Q.庚申塔にたくさんの石をかけてあるのを見ました。なぜですか?【レファレンスQandA】
民俗担当 庄武憲子
A.庚申塔(こうしんとう)は、「60日に一度めぐってくる庚申(かのえさる)の日には、人間の身体の中にいる三尸(さんし) が、眠っている間に身体から抜け出し天上にのぼって、その人間の罪を天帝(てんてい)に告げる。天帝はその報告により、死罪を含め罰を与える。そのため庚申の日には身心を清め、天帝の裁きを待つようにしなさい。」と言うような道教(どうきょう)の説話(せつわ)に関係しています。
このような教えは、奈良(なら)時代の終わり頃に中国(ちゅうごく)から日本に伝わったと言われています。人々は60日に一度の庚申の日の夜に集まって、日頃の生活を慎み深いものにする反省と祈りを捧(ささ)げる「庚申待供養(こうしんまちくよう)」などと呼ばれる行事をするようになりました。平安(へいあん)時代には貴族(きぞく)の間でとり行われており、江戸(えど)時代のはじめに庶民(しょみん)の間に急激に広まったとされています。庚申の日の行事が盛んになるにつれ、庚申待供養をとり行ったことを示すため、あるいは庚申の日に祈りを捧(ささ)げる対象としてなど、庚申塔があちこちで建立されるようになりました。徳島(とくしま)県内では明暦(めいれき)2年(1656)に藩主(はんしゅ)によって庚申祭祀(さいし)が指示されたとする記事も残り、たくさんの庚申塔を見ることができます。
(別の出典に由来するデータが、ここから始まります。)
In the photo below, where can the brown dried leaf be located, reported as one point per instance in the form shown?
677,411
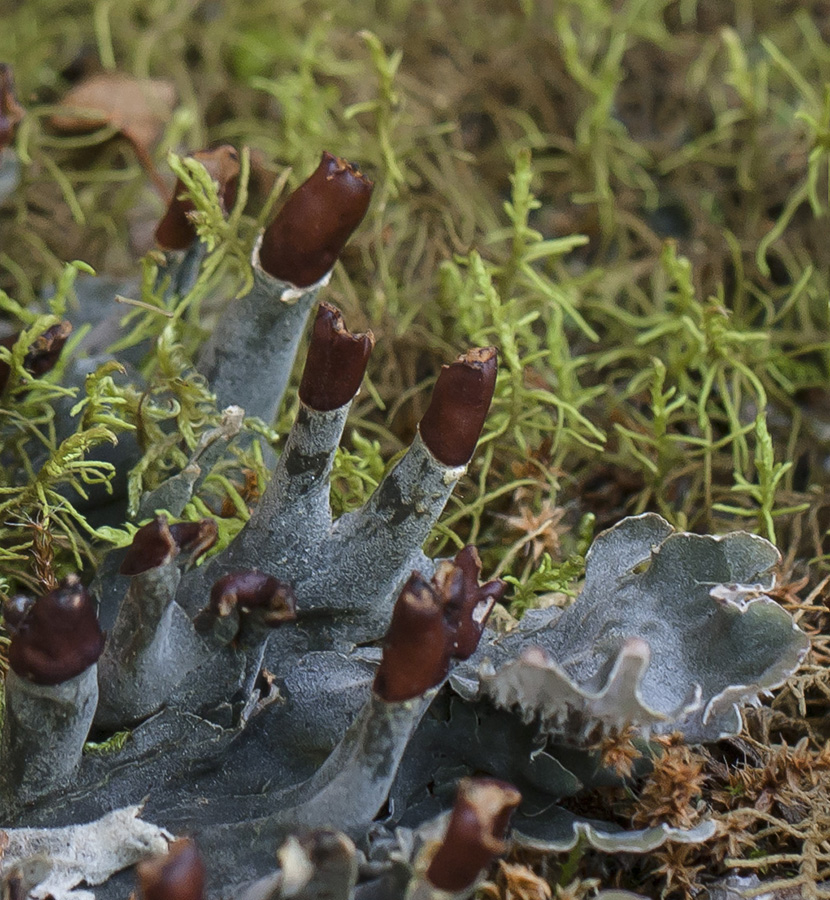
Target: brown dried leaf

県内の庚申塔の形にはさまざまあり、「奉供養庚申待」などの文字が刻まれた文字塔、仏教(ぶっきょう)との習合(しゅうごう)から庚申待の本尊(ほんぞん)とされた青面金剛(しょうめんこんごう)の像が刻まれたもの、また神道(しんとう)との習合からは庚申の神は猿田彦命(さるたひこのみこと)とされたので、その神名や像を刻んだもの、単に自然石を庚申塔とするものなどいろいろです。ただしそれらの多くは、地域の人々が庚申の日に行事を行い、共同で石塔を建立し大切にお祀(まつ)りしてきたものです。
さてご質問の、たくさんの石をかけてある庚申塔ですが、旧美馬(みま)郡・三好(みよし)郡の県西地域で見ることが多いです。
庚申塔に石をかける、あるいは石を供える地域の人々は、庚申塔に穴の開いた石をお供えすると耳の病気を治してくれると言い伝えています。
私が見た美馬郡つるぎ町の庚申塔(図1、2)では、現在でも、子供の耳切れ(耳たぶや耳の付け根に炎症(えんしょう)を起こし、傷ができたりする症状)を治してもらうお願いに、石をお供えしお祀りをしているとのことでした。
図1 石がたくさんかけられた庚申塔(美馬郡つるぎ町、2018年8月31日撮影)
図2 図1のクローズアップ。青面金剛の像が刻まれた石塔に、穴をあけた石がたくさんかけてあるのを確認できます。
ほかに、県内の庚申塔には、「赤いくくり猿という人形を供えて赤ちゃんの夜泣きを治してもらう」、あるいは「母親の乳の出をよくしてもらう」、「庚申塔のくぼみにたまった水をイボにつけると治る」、「病気を治してもらったお礼に松ぼっくりを年の数だけお供えする」などの言い伝えが報告されています。これらは、庚申待供養の本尊と考えられた青面金剛に、病魔(びょうま)を退散させる威力(いりょく)があるとされていることに発した信仰だと思います。
最近は地域で庚申待供養の行事をしたり、庚申塔をお祀りしたりすることが廃(すた)れてきており、言い伝えも忘れられていることが多いです。地域の庚申塔について言い伝えを知っている人があればお教えください。